The European Commission acted in the past on standard-essential patents, and may do so again if necessary.

EU competition commissioner Margrethe Vestager was speaking today at the Chillin’ Competition conference in Brussels.

She gave standard-essential standards as an example of where the commission had to act against companies unfairly exploiting a dominant position.

Vestager referenced a recent study that found $120 of the total cost of every smartphone is royalties for the patent it contains.

Some patents are essential to standards, such as GSM or 4G, putting their owners in a strong financial position, although patent holders usually have to commit to making their technology available on fair terms, as a condition for it being included in a standard.

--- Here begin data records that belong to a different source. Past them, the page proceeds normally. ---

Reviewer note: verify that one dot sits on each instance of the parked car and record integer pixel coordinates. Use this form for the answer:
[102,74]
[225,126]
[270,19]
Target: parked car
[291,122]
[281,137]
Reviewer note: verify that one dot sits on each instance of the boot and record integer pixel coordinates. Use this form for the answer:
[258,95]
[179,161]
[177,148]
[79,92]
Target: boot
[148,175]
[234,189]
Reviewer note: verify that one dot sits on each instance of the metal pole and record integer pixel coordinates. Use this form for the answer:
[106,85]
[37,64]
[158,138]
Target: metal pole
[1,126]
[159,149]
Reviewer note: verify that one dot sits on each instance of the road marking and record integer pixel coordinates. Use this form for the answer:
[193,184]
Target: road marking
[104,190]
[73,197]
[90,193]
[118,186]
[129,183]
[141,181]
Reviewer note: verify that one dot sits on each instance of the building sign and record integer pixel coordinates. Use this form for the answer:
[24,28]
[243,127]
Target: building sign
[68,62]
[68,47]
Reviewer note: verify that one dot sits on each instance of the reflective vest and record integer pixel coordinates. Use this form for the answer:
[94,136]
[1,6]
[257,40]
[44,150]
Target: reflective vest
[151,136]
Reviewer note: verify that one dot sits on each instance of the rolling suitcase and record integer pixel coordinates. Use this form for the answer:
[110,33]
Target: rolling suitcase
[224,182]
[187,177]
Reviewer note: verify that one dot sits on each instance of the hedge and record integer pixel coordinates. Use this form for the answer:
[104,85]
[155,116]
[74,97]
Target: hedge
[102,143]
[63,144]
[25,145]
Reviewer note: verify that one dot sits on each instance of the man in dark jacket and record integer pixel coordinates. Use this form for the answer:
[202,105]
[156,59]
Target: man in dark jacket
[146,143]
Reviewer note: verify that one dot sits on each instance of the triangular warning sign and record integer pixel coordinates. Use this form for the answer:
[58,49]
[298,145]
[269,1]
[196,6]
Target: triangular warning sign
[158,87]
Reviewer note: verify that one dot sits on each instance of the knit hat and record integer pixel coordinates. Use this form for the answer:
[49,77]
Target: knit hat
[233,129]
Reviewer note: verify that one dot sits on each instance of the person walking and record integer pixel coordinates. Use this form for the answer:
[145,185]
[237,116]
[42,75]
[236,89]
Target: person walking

However, if they go back on that commitment it can put handset makers in a difficult position because the patent holder can threaten an injunction to stop product sales. This can force phone makers to accept unfair terms, just to stay in business.

“That could mean they end up paying unjustified royalties, and their customers have to pay more than they should,” said Vestager.

This is why the EC ordered Motorola not to press an injunction against vendors, and accepted Samsung’s commitment not to do the same. Both cases happened in 2014 but Vestager also looked forward to 5G and IoT.

“To make sure that happens in a way that works for consumers, there needs to be fair access to standards, and a reward for genuine innovators,” she said.